= Tyriaeum =

Civitas in the Roman Province of Pisidia

Tyriaeum or Tyriaion, also spelled Tyraion, was a Roman and Byzantine era civitas in the Roman Province of Pisidia, located ten parasangs from Iconium It was mentioned by Xenophon, and Pliny and Strabo tell us it was between Philomelium (Akshehr) and Laodicea Combusta. It is thought to be near modern Ilgın.

==History==
Cyrus the Younger reviewed his troops for the Cilician queen at Tyriaeum in Phrygia. The town was recognized as a polis by Eumenes II of Pergamon in a set of royal letters found inscribed in the schoolyard of Mahmuthisar village south of Ilgin. It then formed part of the Roman Empire and later the Byzantine Empire.

During the 11th century, had a substantial Christian population and was so well fortified that even after the defeat at Mantzikert 1071 the Turks were unable to capture it.

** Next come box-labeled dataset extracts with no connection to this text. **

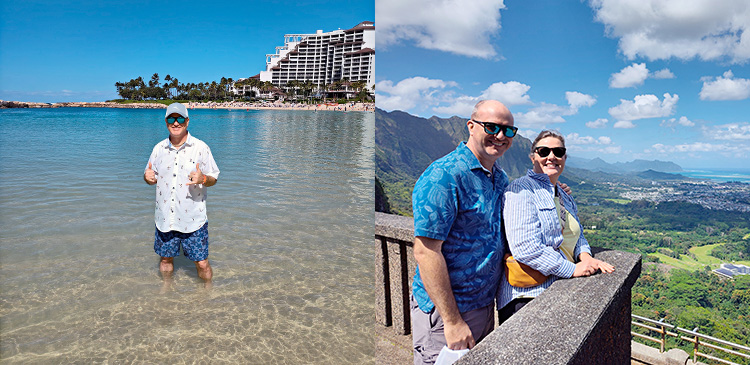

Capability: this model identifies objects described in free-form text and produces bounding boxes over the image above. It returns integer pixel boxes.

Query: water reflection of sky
[0,109,374,363]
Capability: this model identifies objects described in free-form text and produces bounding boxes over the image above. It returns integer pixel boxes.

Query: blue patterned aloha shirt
[412,142,508,313]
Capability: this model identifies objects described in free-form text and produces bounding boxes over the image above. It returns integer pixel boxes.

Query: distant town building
[713,264,750,278]
[235,21,375,96]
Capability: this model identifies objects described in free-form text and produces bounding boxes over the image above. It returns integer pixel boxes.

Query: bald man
[411,100,518,364]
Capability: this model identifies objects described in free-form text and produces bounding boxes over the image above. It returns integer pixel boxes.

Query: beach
[0,100,375,112]
[0,106,375,364]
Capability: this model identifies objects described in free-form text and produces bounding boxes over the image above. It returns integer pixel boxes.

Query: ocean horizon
[0,108,375,364]
[678,168,750,183]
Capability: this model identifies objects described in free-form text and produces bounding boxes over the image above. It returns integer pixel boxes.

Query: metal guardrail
[630,314,750,365]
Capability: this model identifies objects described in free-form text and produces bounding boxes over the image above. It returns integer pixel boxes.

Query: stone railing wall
[375,213,641,364]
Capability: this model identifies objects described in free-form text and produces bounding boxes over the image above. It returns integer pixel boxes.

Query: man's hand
[560,183,573,195]
[187,163,204,185]
[443,319,476,350]
[414,236,476,350]
[143,162,156,185]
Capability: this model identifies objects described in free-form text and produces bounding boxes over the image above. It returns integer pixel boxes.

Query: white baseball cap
[164,103,188,118]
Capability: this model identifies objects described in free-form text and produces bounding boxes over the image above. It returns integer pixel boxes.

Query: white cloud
[609,93,680,123]
[651,68,675,79]
[586,118,609,129]
[375,77,458,110]
[588,0,750,63]
[434,95,481,118]
[609,63,675,89]
[565,133,612,145]
[565,91,596,110]
[700,69,750,100]
[518,129,541,142]
[599,146,622,155]
[432,81,531,117]
[477,81,531,106]
[375,0,505,58]
[514,91,596,128]
[612,120,635,129]
[609,63,648,89]
[565,133,622,154]
[646,142,750,152]
[514,108,565,128]
[659,116,695,129]
[703,122,750,141]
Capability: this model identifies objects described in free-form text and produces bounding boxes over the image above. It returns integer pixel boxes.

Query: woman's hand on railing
[573,252,615,277]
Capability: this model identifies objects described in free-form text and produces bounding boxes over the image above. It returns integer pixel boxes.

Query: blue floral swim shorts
[154,222,208,261]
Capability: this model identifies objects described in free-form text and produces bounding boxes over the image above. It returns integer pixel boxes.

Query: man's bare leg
[159,257,174,276]
[159,257,174,294]
[195,259,214,282]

The town was taken by Suleiman the Magnificent and Tamerlane. In 1308 during the Crusades there was a massacre of refugees from Ephesus in this town by Sultan Abu Zayyan I.

==Bishopric==
The city was the seat of an ancient Bishopric. Bishop Theotececnus cast a vote at the Council of Chalcedon. No longer a residential bishopric, it remains a titular see of the Roman Catholic Church.
Tyriaeum was long mistaken as the site of Thyatira of the Apocalypse.